Trabalhando desde muito cedo na agricultura, no interior do município de Serrinha, a 67 km de Feira, sempre que podia, Dadinho estava “grudado” no rádio e assim conheceu e começou a gostar do repente. Comprou uma viola e resolveu enfrentar esse novo desafio: da enxada debaixo do sol causticante, para fazer seus versos e ‘debulhar’ motes como fazia com uma espiga de milho. Sem dúvida, um desafio muito maior e capaz de desanimar qualquer um, mas Dadinho, homem sério e de poucas palavras, não era de deixar nada pela metade.
Nas feiras livres da região sisaleira, o nome de Dadinho começou a ser citado. Com a fama crescente, um lugar maior, onde as chances também fossem maiores, era algo natural na caminhada do violeiro. Em 1959, José Crispim Ramos - Caboquinho, que tinha 14 anos e era ‘taludo’, pegou uma viola e encarou o pai. Nascia naquele momento a maior dupla de violeiros da Bahia: Dadinho e Caboquinho ou, como também ficaria conhecida, Caboquinho e Dadinho. O filho, em primeiro plano, jamais desagradou ou enciumou o pai.
No início da década de 1960, Dadinho resolveu trazer a família para Feira de Santana em busca de melhores oportunidades para todos. Em 5 de janeiro de 1966, pai e filho começaram, na Rádio Sociedade de Feira de Santana, o programa Encontro de Violeiros, o primeiro do gênero no rádio local, que ia ao ar pela manhã, às segundas, quartas e sextas-feiras. A aceitação foi tão boa que, pouco depois, o programa passou a ser apresentado diariamente, recebendo visitas de alguns dos mais afamados violeiros do Nordeste.
Mas foi o programa Nordeste de Ponta a Ponta, a partir de 1970, que consolidou o trabalho iniciado no Encontro de Violeiros.

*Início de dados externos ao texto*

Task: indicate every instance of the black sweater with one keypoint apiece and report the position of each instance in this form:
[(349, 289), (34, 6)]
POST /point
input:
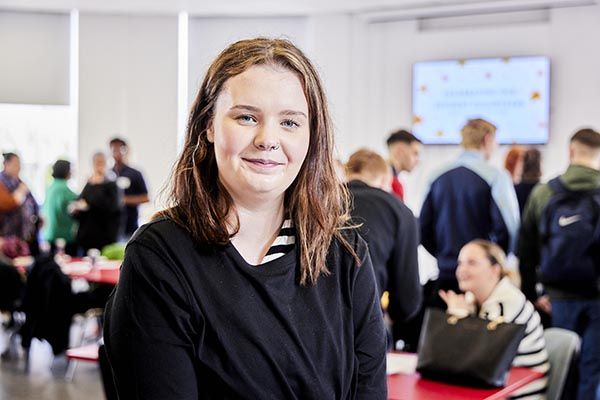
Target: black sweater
[(99, 224), (391, 231), (191, 322)]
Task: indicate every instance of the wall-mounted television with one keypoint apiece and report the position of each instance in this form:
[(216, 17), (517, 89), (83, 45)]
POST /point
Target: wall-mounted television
[(511, 92)]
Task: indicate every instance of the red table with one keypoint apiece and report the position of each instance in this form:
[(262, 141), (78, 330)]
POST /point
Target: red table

Cidade com enorme presença de nordestinos, oriundos tanto de comunidades do interior quanto de capitais, Feira de Santana espreguiçava-se nas manhãs ao som do forró, xote e arrasta-pé, tocados na Rádio Cultura e Rádio Sociedade. Assim, não foi difícil acompanhar o som da viola. Caboquinho idealizou, e Dadinho referendou, o Festival de Violeiros do Nordeste. O prefeito José Falcão da Silva disse sim, o secretário de Turismo, Itaracy Pedra Branca, arregaçou as mangas, e o I Festival de Violeiros do Nordeste levou uma multidão à Biblioteca Municipal Arnold Silva nos dias 4 e 5 de outubro de 1975. Os irmãos Bandeira, do Ceará, foram os vencedores. Ainda em 1975, com o desejo de unir e defender a categoria, Caboquinho criou a Associação de Violeiros e Trovadores da Bahia (AVTB).
O festival anual trouxe a Feira de Santana todos os grandes violeiros do Nordeste, atraindo enorme público. Entre os julgadores estavam intelectuais, jornalistas, artistas e autoridades. O evento teve forte repercussão, tanto que outras cidades do Nordeste seguiram o modelo. A dupla Caboquinho e Dadinho, depois de ganhar o festival em duas oportunidades, deixou de concorrer à premiação, mas continuou participando de forma especial, na condição de hors concours. A dupla, especialmente Caboquinho, também cumpriu muitas excursões, participando de festivais em estados como Ceará, Maranhão, Goiás, Minas Gerais, São Paulo e Rio de Janeiro.
No dia 15 de junho de 2003, próximo de completar 81 anos, Dadinho (Manoel Crispim Ramos) faleceu em Feira de Santana, deixando um enorme vazio para seus amigos e admiradores, mas também a certeza de que havia cumprido com brilho sua missão. Caboquinho, professor e advogado, manteve o trabalho que havia implantado com o pai, formando dupla com seu irmão, o professor e mestre de karatê João Ramos. No dia 19 de maio de 2020, falecia Caboquinho, que, ao lado do pai, deu a Feira de Santana e à Bahia uma dimensão jamais alcançada no repente da viola.